Jule’s Foods has perfected their creamy, luscious, melty, attractive vegan Brie.
Over the years, their sought-after Brie has gone from California-based high-end restaurants to multiple independent grocers nationwide and online retailers.
This company is well-known for its vegan meats and strong cheese game. They’ve been featured on the hit Food Network show “Diners, Drive-Ins, and Dives.”
Their creation of a medley of “cheese-free cheeses” includes Brie. In addition to nationwide shipments, they distribute their delicious cheeses to food stores from California to New York.
Check online to find the nearest store to you. Alternatively, you can drop by their deli in the Minneapolis area.
How to Find Out if Cheese Contains Vegetarian Rennet
The Food and Drug Administration does not expect cheesemakers to state the type of rennet they’ve used.
On the other hand, rennet from animal chymosin or rennet is typically called “traditional rennet” on cheese labels.
If the cheesemaker has gone the extra mile to procure plant-based rennet, they’ll likely advertise it on their cheese labeling.
Plant-based rennet is typically described as “thistle rennet,” “vegetarian rennet,” or “plant rennet.”
To be safe, consider buying your cheese from a reputable cheesemonger.
They should be experienced in advising you on the Brie not made from animal chymosin or rennet.
Brie is a soft-ripened French cheese. Its delectable smooth and creamy melt-in-your-mouth texture makes it a delicacy among cheese lovers.

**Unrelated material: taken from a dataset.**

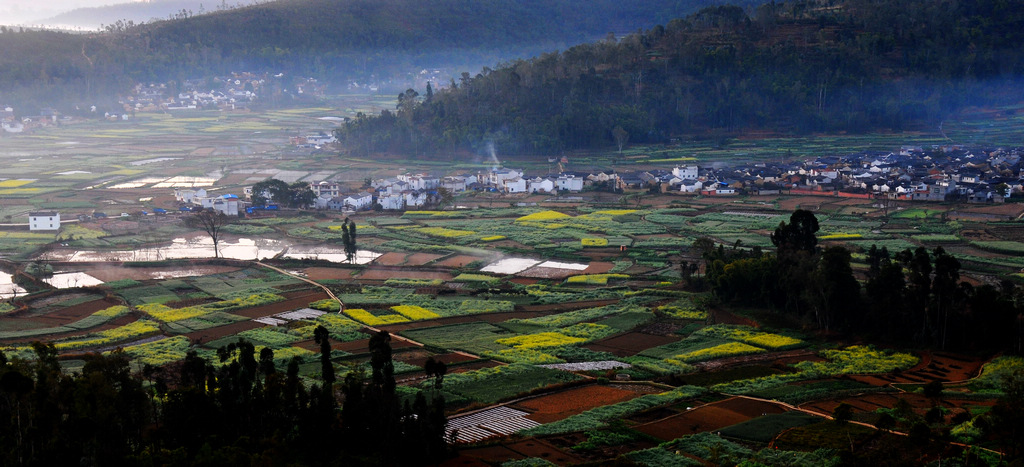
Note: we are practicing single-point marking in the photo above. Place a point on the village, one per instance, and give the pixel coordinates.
(911, 174)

Today, we’ve found that the good news is Brie can be made as a non-vegetarian and vegetarian cheese.
Unfortunately, traditional Brie uses animal-based rennet, making it unsuitable for vegetarians.
The genetically engineered version of rennet, microbial rennet, is where new chymosin enzymes are essentially grown and purified.
But using this type of rennet can produce an unpleasant flavor and is rare.
However, there is a plant-based brie where the rennet is taken from cardoon thistle, nettles, or artichokes.
This version is becoming quite popular as vegetarian food alternatives become more widespread.